Pour accomplir ce commandement de Dieu, il suffit de faire son devoir là où la Divine Providence nous a placés, de soumettre entièrement et généreusement notre volonté à celle de Dieu, de lui offrir toutes nos actions, toutes nos joies et toutes nos souf­frances, dans le dessein de lui plaire.

Le chrétien prie toujours s'il accomplit cette parole d'Origène : " Toute action du juste faite selon Dieu et sa loi sainte, est une prière." Le chrétien prie toujours s'il se conforme à cette maxi­me de saint Bonaventure : " On ne cesse pas de prier quand on ne cesse pas de bien faire, et la prière du cœur et des œuvres a plus de valeur que celle des livres. "

"La prière, dit saint Basile, consiste dans les actions que l'on fuit, dans tout le cours de sa vie selon les règles de la vertu."

" Ce n'est pas en vain que l'Apôtre nous dit de prier sans cesse, écrit| saint Augustin ; et néanmoins nous ne pouvons pas sans cesse fléchir les genoux, lever les mains au ciel et demeurer prosternes sur la terre. Il y a donc une autre prière continuelle. Cette prière, quelle est-elle ? Notre désir de bien servir Dieu. Quels que soient vos embarras et vos occupations, si, au milieu de tout cela, vous désirez le repos de la vie éternelle, votre prière n'est point interrompue. "

Saint Jean Chrysostome dit : " Il n'est aucun lieu ni aucun temps qui nous empêche de prier ; car il n'est pas nécessaire pour prier de fléchir les genoux, de lever les mains au ciel, de se frapper la poitrine. Ayez l'esprit toujours fervent et le cœur plein de charité et vous faites une excellente prière en allant, en venant, on peut ainsi prier partout et prier longtemps. "

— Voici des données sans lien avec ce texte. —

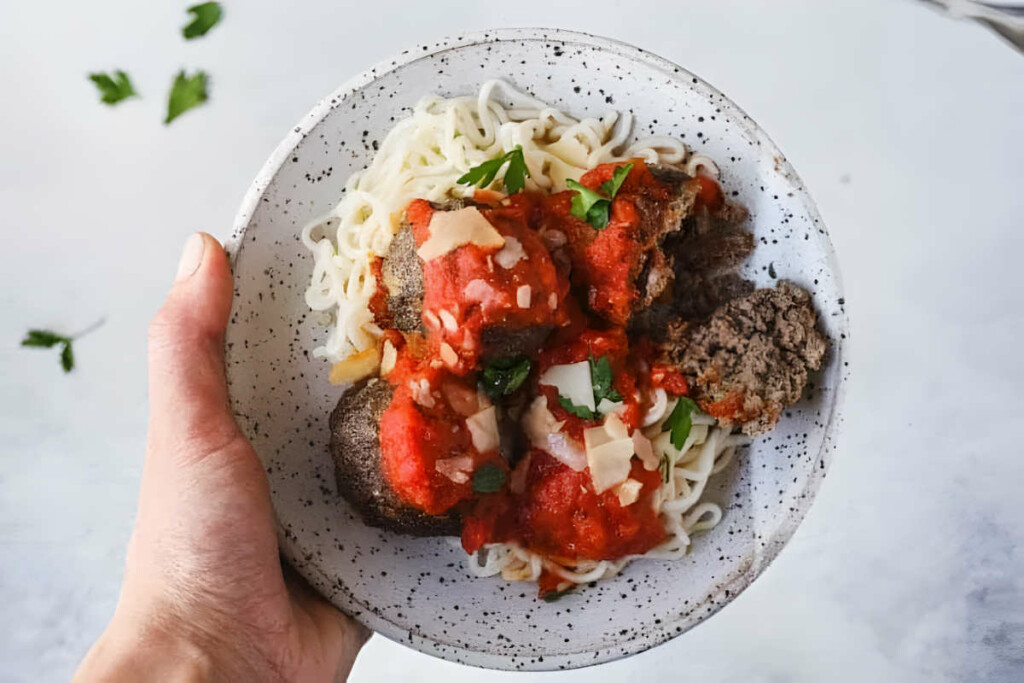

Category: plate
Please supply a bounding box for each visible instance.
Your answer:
[226,29,847,670]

Ce grand Saint ajoute que chaque bonne œuvre est un instru­ment de musique et que faire une bonne action, c'est chanter un cantique à Dieu. " Chrétiens, dit-il, le Prophète nous annonce qu'il loue Dieu tout le  jour ; mais  qui peut comprendre  et goûter cette parole ? Je vais vous indiquer un moyen de louer Dieu toute la journée si vous le voulez.  Faites bien tout ce que vous faites et vous avez loué Dieu ; vous quittez l'église après avoir chanté les louanges du Seigneur et vous vous mettez à table : observez les règles de la tempérance et vous avez fait une prière ; vous allez trouver le repos de la nuit, ne vous levez pas pour mal faire et vous avez loué Dieu ; vous vous livrez au   commerce ;   évitez   la fraude   et  vous   avez   chanté   un hymne au Seigneur : vous cultivez la terre, évitez les querelles avec votre voisin et vous avez prié. Préparez-vous à louer Dieu ainsi tout le jour par l'innocence de vos œuvres. Lorsqu'un chré­tien se retire de l'église, il semble qu'il ne loue plus le Seigneur ; mais s'il ne cesse pas de bien vivre, il ne cessera pas de prier. La prière n'est interrompue que lorsqu'on s'éloigne de la justice. Menez toujours une bonne vie et alors, malgré le silence de vos lèvres, votre vie est un cri perpétuel et les oreilles du Seigneur sont inclinées vers vous. Prenez la lyre des bonnes œuvres ; que la perfection de votre vie soit un chant qui ne se taise jamais. Alors vous louez Dieu en traitant une affaire ; vous louez Dieu quand vous mangez ; vous louez Dieu quand vous dormez. Vous me demandez où est votre prière et moi je vous demande où elle n'est pas. "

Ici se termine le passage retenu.